Стрела времени — страница 5 из 96

— Сколько тебе лет? — спросил Ньето.

— Одиннадцать.

— Он много читает, — сообщила его мать. — Отец у него работает в Лос-Аламосе.

Ньето кивнул.

— И что является частицей этой квантовой пены, Кевин?

— У нее нет частиц, — сказал мальчик. — Это в точности то же самое, что и вселенная, только на субатомном уровне.

— Но с какой стати этот старик рассуждал о таких вещах?

— Потому что он известный физик, — объявил вошедший в палату Уонека. Он заглянул в листок бумаги, который держал в руке. — Только что пришло сообщение по спецсвязи: Джозеф А. Трауб, семидесяти одного года, физик-материаловед. Специалист по сверхпроводимости металлов. Сообщение об исчезновении передано с его места работы, из Исследовательского центра МТК в Блэк-Рок, сегодня сразу после полудня.

— Блэк-Рок? Это же около Сандии. Этот город находится в нескольких часах пути, в центре Нью-Мексико, совсем рядом с Альбукерке. Какого черта этот старик делал в Корасон-каньоне на границе с Аризоной?

— Я не знаю, — сказала Беверли. — Но он…

Загудел сигнал тревоги кардиомонитора.

* * *

Все произошло настолько стремительно, что Джимми Уонека не успел ничего толком сообразить. Старик поднял голову с подушки, посмотрел на них диким взглядом, а потом его вырвало кровью. Кислородная маска сразу стала ярко-красной; кровь хлынула из-под маски, струйками побежала по его щекам и подбородку, обрызгивая подушку, стену.
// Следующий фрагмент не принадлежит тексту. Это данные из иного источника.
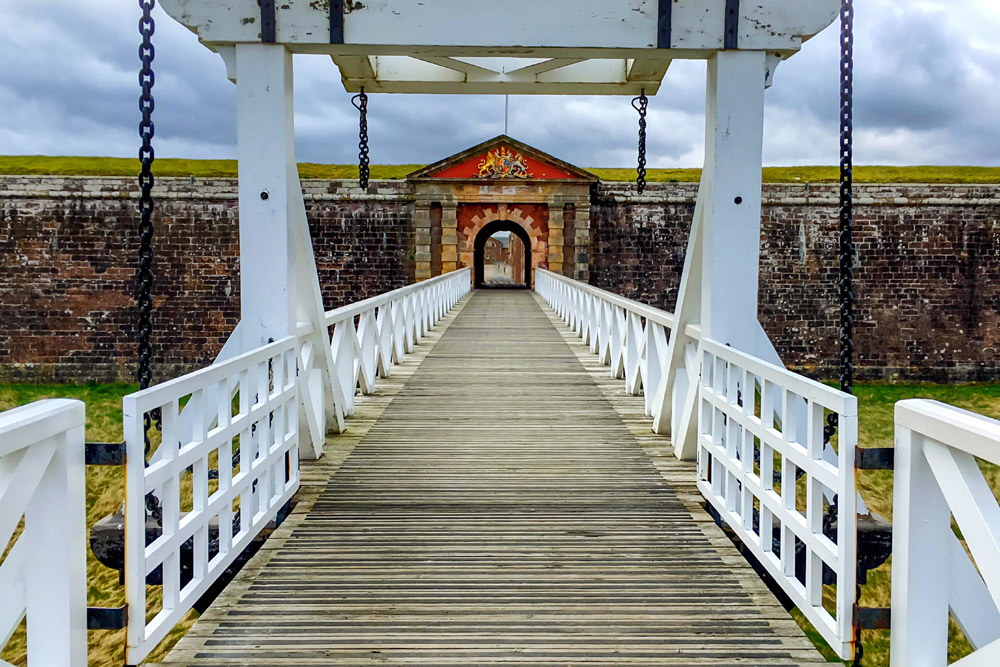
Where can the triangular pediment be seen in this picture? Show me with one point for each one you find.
(502, 159)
Больной издал булькающий звук: он буквально тонул в своей собственной крови.

Беверли уже опрометью неслась через палату. Уонека бежал следом.
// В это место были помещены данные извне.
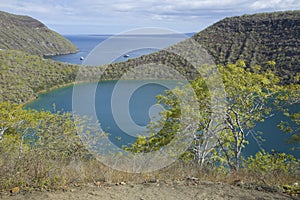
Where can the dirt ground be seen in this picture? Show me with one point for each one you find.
(180, 190)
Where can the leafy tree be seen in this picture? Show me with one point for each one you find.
(251, 98)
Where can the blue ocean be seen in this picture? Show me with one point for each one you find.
(142, 100)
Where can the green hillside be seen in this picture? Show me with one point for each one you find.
(27, 34)
(257, 39)
(23, 76)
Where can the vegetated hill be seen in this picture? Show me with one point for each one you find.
(27, 34)
(257, 39)
(23, 75)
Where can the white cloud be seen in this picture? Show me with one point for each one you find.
(140, 13)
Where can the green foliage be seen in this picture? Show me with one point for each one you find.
(27, 34)
(268, 39)
(251, 98)
(23, 75)
(34, 145)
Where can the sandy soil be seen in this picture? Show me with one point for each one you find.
(153, 191)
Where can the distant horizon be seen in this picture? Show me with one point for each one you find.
(110, 18)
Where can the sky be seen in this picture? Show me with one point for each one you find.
(116, 16)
— Поверните голову! — приказал Ньето, подбегая к кровати. — Поверните!

Беверли отбросила кислородную маску и попыталась повернуть голову старика, но тот отбивался; глаза у него были невероятно широко раскрыты в испуге, а в горле все так же булькало. Уонека протиснулся мимо врача, схватил старика за голову обеими руками и с силой нажал, заставив его всем телом повернуться на бок. Человека снова вырвало; кровь обильно обрызгала все приборы и самого Уонеку.
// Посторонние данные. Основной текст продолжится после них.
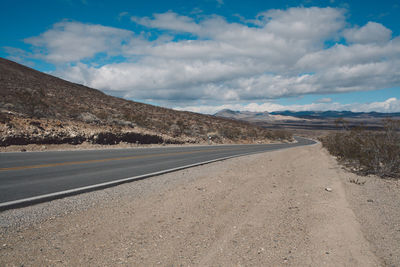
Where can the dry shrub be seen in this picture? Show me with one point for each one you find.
(368, 152)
— Отсос! — крикнула Беверли, указывая на трубку, висящую на стене.

Уонека попытался удержать старика и дотянуться до трубки, но пол был скользким от крови. Он поскользнулся и ухватился за кровать, чтобы удержаться на ногах.

— Ну, давайте! — крикнула Цоси. — Я без вас не справлюсь! Отсос! — Она стояла на коленях и, засунув пальцы в рот больному, оттягивала его язык. Уонека вскочил на ноги и увидел, как Ньето протягивает ему трубку отсоса. Он схватил ее, скользкими от крови пальцами, а Ньето принялся крутить вентиль на стене. Беверли начала отсасывать неопреновым зондом кровь изо рта и носа больного. Трубка сразу покраснела. Человек задыхался, кашлял и слабел прямо на глазах.

— Мне это не нравится, — сказала Беверли, — лучше мы…

Сигнал тревоги кардиомонитора изменился; он сделался высоким и непрерывным. Остановка сердца.

— Проклятье! — воскликнула она. Ее одежда с головы до ног была залита кровью. — Весла! Живо, давайте весла!

Ньето, стоявший с другой стороны кровати, уже держал в вытянутых руках наготове контакты разрядника.

Нэнси Худ, прорываясь к кровати умирающего, оттолкнула Уонеку; вокруг уже столпились люди. Уонека вдруг почувствовал резкий неприятный запах и понял, что кишки человека больше не удерживают своего содержимого. Внезапно он ощутил, что старик умирает.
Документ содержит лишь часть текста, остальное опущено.